Mais si la qualité d’un succès musical s’évaluait à la complexité des lyrics, alors bon nombre d’auteur-compositeurs auraient du souci à se faire. Prenons par exemple le temps d’analyser “Hot in Herre” du rappeur Nelly, qui s’est classé numéro un des ventes pendant près de deux mois en 2002 : « Il commence à faire chaud ici, donc enlève tes fringues /// Je commence à avoir très chaud ici, je veux enlever mes fringues ». Vous serez tous et toutes d’accord pour dire que ce n’est pas d’une poésie ineffable.
Alors que s’est-il passé pour que le morceau de Rebecca Black soit élu “Pire chanson du monde” , et que la jeune fille soit ainsi jetée en pâture aux haters du monde entier ? Comme souvent, il s’agit de bêtise humaine. Mais aussi de mauvais timing. Car l’ado a essuyé les plâtres et a été l’une des premières victimes à très grande échelle de la tyrannie du LOL. Une tendance au ricanement collectif qui se drape parfois dans les apparences de l’humour caustique, pour dissimuler certaines de ses répercussions dramatiques comme le cyber-harcèlement. Car derrière cette posture condescendante qui délimite arbitrairement la frontière entre le cool et le ridicule, il y a beaucoup de souffrance. Des boutades a priori inoffensives qui finissent par contaminer tout ce qu’elles touchent jusqu’à transformer un lycéen un peu trop fan de Snoop-dog en running-gag d’une émission quotidienne, ou les espoirs d’une gamine fan de musique en prétextes pour des humiliations diverses.

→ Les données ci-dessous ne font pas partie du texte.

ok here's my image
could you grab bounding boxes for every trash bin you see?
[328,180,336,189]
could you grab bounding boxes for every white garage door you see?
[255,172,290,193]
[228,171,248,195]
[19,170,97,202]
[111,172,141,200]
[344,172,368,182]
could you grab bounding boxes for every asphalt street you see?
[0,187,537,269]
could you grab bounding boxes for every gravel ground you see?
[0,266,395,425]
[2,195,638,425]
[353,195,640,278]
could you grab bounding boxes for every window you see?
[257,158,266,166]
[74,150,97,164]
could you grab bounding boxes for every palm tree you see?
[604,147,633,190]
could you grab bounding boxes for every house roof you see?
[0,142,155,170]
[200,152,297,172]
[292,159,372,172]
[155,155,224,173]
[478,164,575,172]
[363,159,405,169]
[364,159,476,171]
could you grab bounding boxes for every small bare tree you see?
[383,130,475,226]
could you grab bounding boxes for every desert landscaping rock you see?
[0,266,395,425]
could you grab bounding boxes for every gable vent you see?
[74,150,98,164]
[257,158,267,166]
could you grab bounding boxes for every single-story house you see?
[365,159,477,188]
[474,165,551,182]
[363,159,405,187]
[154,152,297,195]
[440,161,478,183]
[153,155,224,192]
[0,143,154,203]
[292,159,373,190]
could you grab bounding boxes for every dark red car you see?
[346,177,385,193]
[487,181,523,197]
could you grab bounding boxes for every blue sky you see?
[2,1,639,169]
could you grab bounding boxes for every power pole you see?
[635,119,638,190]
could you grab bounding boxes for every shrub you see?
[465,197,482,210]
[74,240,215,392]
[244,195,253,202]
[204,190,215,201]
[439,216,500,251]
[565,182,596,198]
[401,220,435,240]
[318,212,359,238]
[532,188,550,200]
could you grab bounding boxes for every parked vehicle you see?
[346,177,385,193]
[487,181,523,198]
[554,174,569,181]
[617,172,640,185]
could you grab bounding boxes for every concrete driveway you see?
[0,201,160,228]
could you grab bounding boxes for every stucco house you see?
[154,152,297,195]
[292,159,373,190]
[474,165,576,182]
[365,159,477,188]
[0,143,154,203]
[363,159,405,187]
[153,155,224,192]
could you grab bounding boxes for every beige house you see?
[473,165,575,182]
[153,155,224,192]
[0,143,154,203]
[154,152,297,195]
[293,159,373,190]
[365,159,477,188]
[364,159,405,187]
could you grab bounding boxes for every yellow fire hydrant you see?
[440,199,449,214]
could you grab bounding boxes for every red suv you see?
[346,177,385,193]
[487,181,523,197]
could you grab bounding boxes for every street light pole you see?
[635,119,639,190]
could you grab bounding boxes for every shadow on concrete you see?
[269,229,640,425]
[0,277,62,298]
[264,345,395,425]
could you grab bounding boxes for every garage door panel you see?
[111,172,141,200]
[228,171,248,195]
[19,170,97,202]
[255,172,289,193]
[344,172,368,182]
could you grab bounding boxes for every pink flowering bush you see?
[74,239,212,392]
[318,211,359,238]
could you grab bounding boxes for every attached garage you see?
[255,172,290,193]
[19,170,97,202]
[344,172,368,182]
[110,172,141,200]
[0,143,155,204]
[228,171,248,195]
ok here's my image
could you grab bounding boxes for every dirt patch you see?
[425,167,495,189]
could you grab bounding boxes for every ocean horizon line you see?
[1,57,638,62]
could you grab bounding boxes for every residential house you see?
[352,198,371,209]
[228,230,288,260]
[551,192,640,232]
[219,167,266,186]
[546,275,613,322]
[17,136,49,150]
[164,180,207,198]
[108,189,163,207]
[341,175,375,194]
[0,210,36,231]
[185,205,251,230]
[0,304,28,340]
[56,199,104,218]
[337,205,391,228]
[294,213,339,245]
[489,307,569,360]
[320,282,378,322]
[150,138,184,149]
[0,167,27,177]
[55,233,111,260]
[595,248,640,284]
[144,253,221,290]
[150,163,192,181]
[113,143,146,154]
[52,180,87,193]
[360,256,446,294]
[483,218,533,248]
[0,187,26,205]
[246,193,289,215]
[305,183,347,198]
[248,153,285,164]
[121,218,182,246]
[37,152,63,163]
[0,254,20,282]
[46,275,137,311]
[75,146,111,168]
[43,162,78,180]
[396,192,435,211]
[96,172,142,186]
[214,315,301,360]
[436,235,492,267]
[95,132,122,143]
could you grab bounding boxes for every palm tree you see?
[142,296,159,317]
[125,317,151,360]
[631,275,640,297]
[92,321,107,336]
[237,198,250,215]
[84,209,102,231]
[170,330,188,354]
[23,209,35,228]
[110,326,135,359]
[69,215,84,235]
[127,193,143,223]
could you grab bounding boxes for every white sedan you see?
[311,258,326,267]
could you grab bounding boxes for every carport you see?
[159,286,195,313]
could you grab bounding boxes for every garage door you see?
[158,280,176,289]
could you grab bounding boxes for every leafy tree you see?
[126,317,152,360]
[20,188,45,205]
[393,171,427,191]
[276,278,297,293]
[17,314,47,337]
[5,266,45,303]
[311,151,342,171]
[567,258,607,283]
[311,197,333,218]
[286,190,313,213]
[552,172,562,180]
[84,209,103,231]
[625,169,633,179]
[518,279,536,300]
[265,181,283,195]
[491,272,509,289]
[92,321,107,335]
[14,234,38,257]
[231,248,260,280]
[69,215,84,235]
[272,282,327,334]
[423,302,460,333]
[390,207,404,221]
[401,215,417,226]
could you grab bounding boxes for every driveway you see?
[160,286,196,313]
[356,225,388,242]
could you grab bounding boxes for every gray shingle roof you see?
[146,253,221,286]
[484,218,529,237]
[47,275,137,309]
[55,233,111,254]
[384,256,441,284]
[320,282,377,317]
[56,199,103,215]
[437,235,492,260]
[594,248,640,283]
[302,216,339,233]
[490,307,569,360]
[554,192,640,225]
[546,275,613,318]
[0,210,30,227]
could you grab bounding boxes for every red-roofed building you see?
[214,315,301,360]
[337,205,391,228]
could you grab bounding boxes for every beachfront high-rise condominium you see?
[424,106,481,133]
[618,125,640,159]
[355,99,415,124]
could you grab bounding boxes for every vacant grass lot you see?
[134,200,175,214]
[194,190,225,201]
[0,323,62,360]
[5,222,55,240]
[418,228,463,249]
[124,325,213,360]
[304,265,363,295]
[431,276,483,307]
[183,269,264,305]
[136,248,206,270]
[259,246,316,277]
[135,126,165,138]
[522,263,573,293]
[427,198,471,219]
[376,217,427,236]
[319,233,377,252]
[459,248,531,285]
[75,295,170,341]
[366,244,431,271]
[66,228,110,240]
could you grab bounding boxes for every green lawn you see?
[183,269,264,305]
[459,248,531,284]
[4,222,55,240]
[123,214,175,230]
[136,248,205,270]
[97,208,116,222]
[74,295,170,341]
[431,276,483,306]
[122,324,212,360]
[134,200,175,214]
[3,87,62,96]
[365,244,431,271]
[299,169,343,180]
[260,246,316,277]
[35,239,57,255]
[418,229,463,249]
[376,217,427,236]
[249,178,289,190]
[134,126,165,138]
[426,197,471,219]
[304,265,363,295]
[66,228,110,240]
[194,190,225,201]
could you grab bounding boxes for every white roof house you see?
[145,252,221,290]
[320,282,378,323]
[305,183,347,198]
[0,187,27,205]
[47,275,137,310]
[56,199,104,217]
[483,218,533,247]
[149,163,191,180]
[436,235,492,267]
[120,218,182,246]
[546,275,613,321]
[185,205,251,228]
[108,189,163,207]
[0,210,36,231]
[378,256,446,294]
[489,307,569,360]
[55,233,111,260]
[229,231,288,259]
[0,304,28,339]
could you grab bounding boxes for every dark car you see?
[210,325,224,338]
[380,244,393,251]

Car oui, Rebecca Black n’est pas seulement la victime d’une boîte de prod sans scrupule, qui n’a pas hésité à la démolir pour se faire de la thune en multipliant les produits dérivés. C’est une martyre d’Internet. La tête de Turc d’une époque – malheureusement pas encore totalement révolue – où la moquerie était le paroxysme de la branchitude. Où tout devait être décortiqué, analysé, jugé et raillé jusqu’à l’épuisement. De l’intervention spontanée d’une fan déçue de Pete Doherty à la sortie d’un concert annulé, à la tentative maladroite d’une ado pour vivre son rêve.

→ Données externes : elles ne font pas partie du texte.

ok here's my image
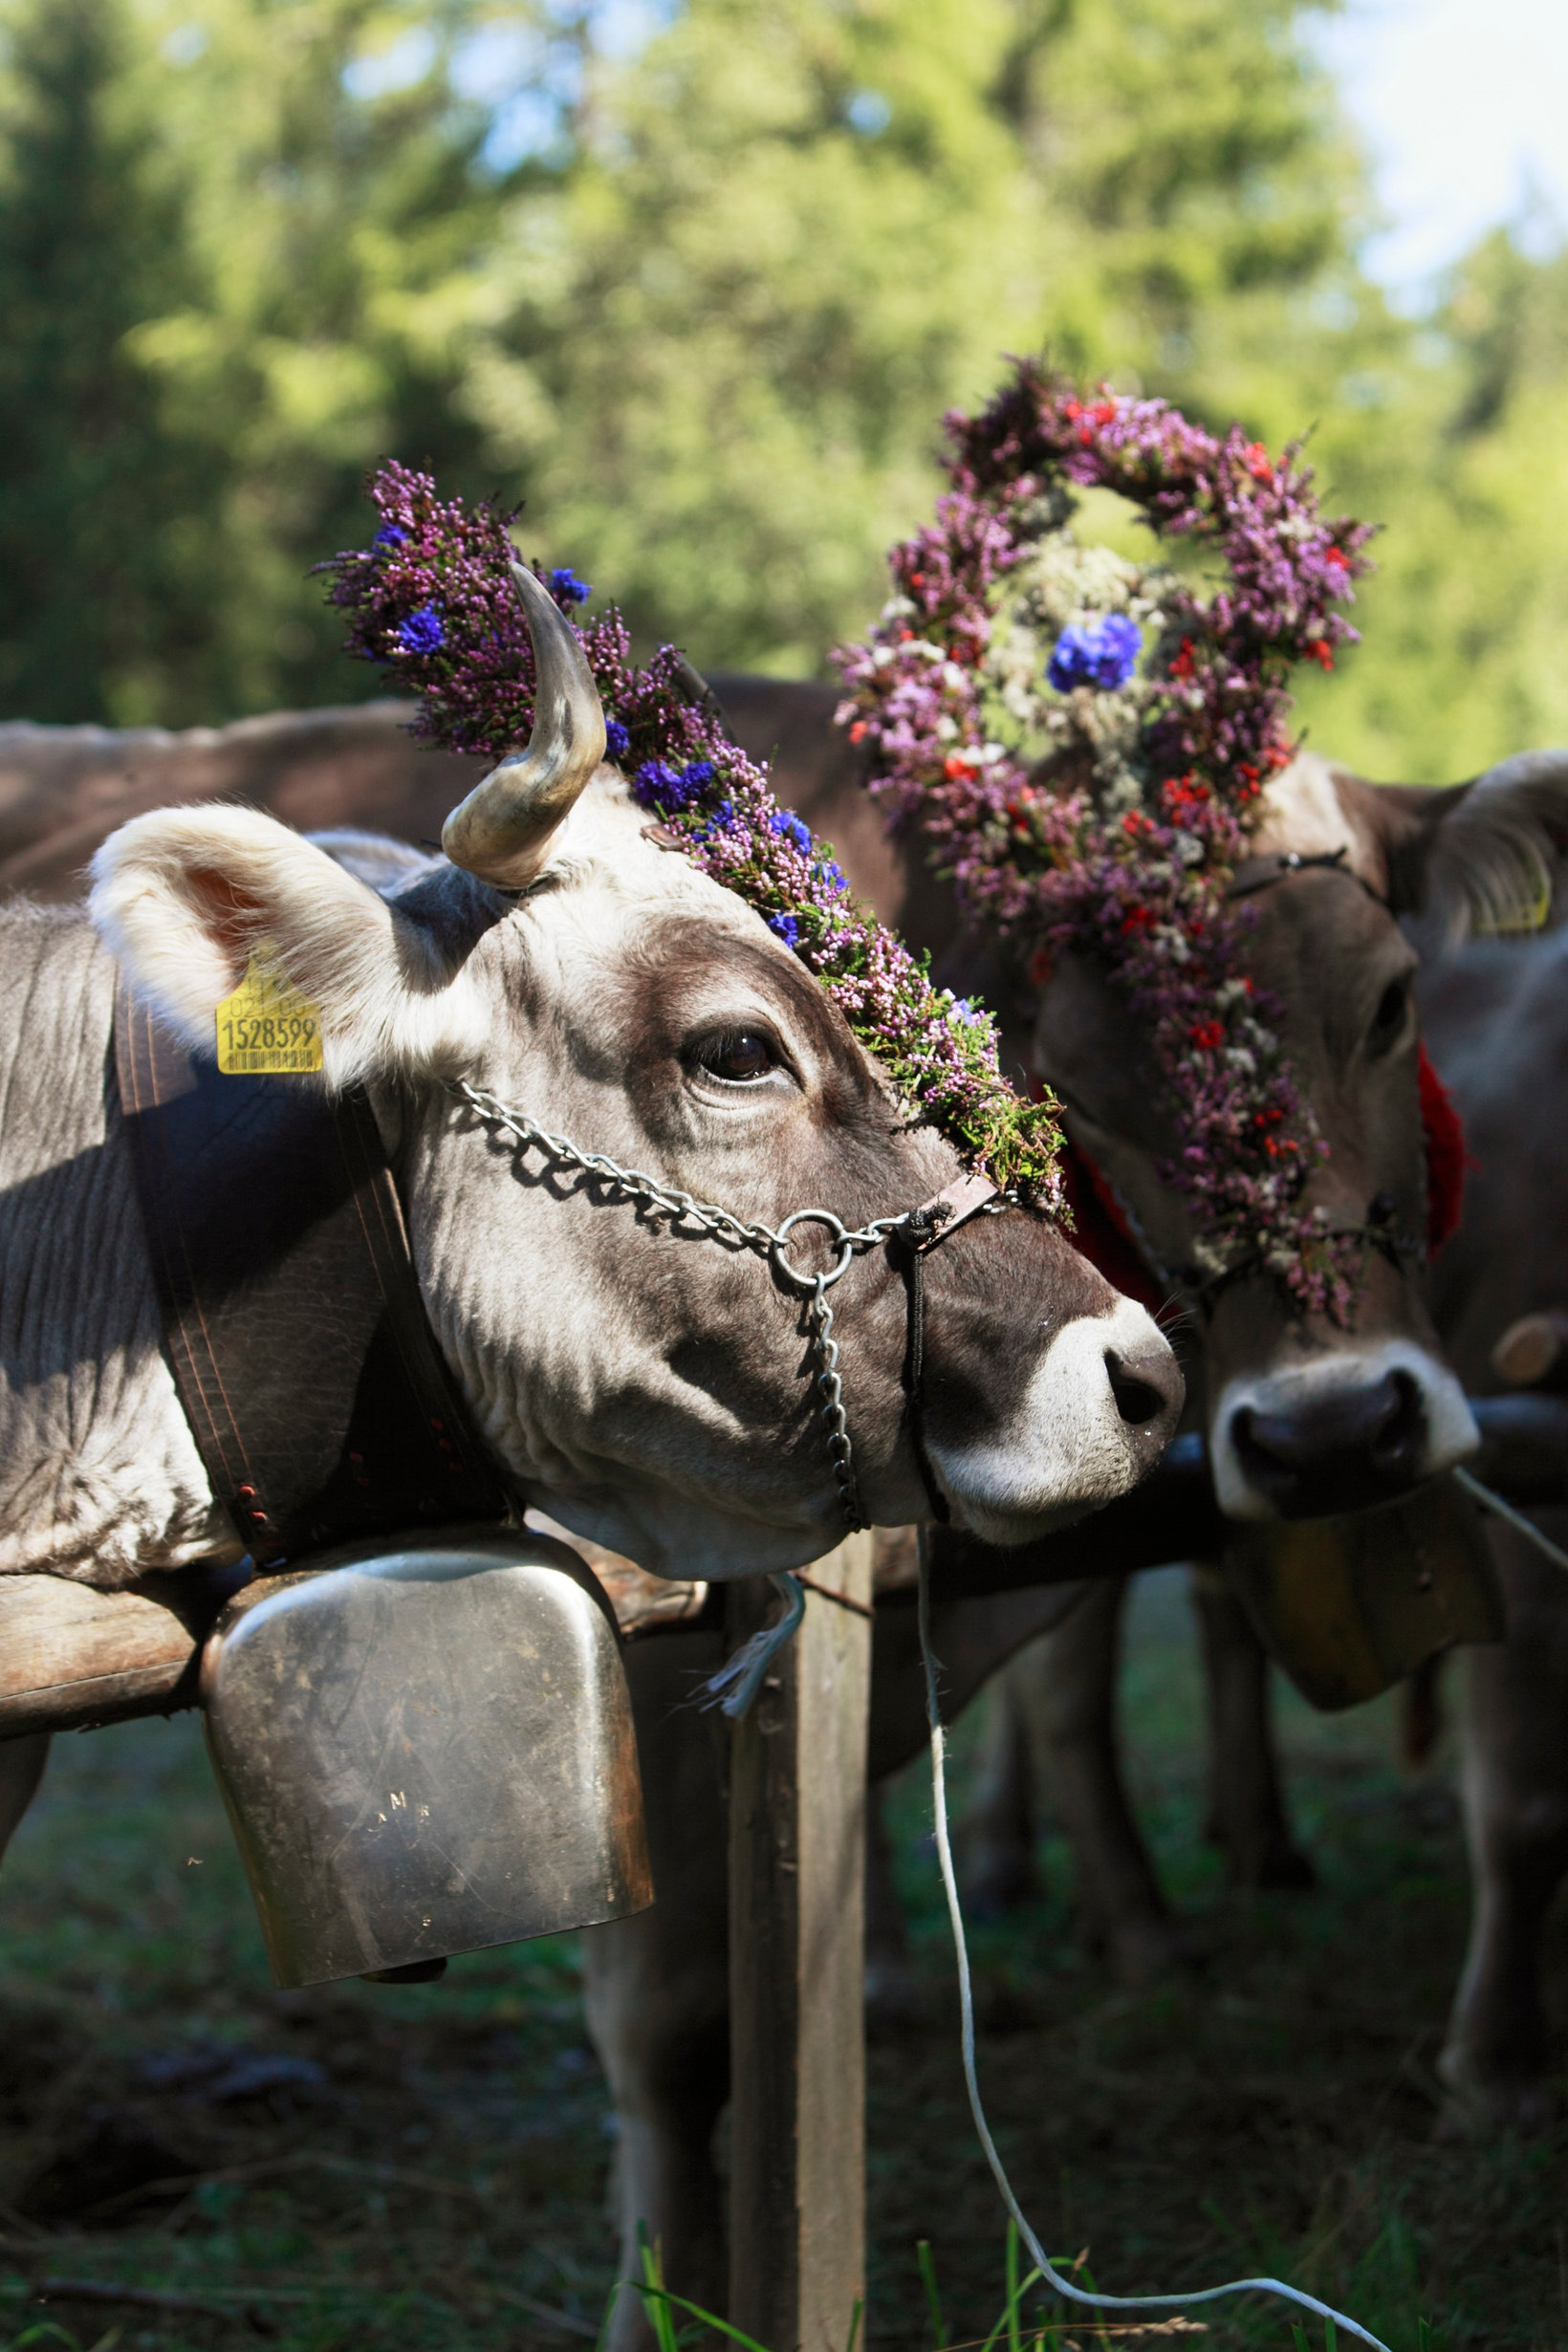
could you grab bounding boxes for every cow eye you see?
[1369,976,1410,1053]
[693,1030,779,1084]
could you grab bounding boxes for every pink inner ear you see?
[184,867,266,981]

Mais à travers son chemin de croix virtuel, Rebecca Black est aussi devenue un modèle. Celui d’une jeune femme combative qui a essayé de se réinventer à plusieurs reprises, sans jamais s’effondrer là où beaucoup auraient rasé les murs et sombré. D’abord avec beaucoup d’autodérision, en surfant sur le bad-buzz de sa vidéo qu’elle a parodié dans le morceau Saturday ou en acceptant l’invitation de l’artiste Katy Perry à faire une courte apparition dans son clip Last Friday Night. Mais aussi en ne renonçant jamais à son ambition de faire un jour une musique qui lui ressemble. Même s’il a fallu pour cela se heurter au mépris de nombreux producteurs de musique, qui lui ont fermé la porte au nez en lui rappelant sans cesse son échec passé.
Et la persévérance de la chanteuse a fini par payer car au gré de ses nombreux singles plus ou moins réussis et de ses expérimentations musicales, elle a su construire sa propre communauté de fans (1,5 millions de personnes suivent sa chaîne YouTube). Elle a également su trouver sa voix, jusqu’à sortir cette année un bel album pop qui remplit déjà les salles partout où elle passe en tournée.
Alors si aujourd’hui et après avoir vécu l’enfer, Rebecca Black est encore là pour en témoigner, et si malgré l’acharnement auquel nous avons aussi participé par souci de conformisme et ignorance, elle est capable de monter sur scène et de faire taire tous les haters en sortant des petites pépites pop qui n’ont rien à envier à la mélancolie surannée d’une Lana Del Rey, nous lui devons de regarder en face les brutes mesquines que nous avons été.
Et nous lui devons aussi de promettre que nous veillerons désormais à ne plus retomber dans la moquerie, pour faire grimper notre côte de popularité. Car ce que nous partageons sur les réseaux sociaux avec l’indifférence froide d’un prescripteur du bon goût qui aurait déjà trois trains de retard sur les futures tendances, d’autres le vivent dans leur chair.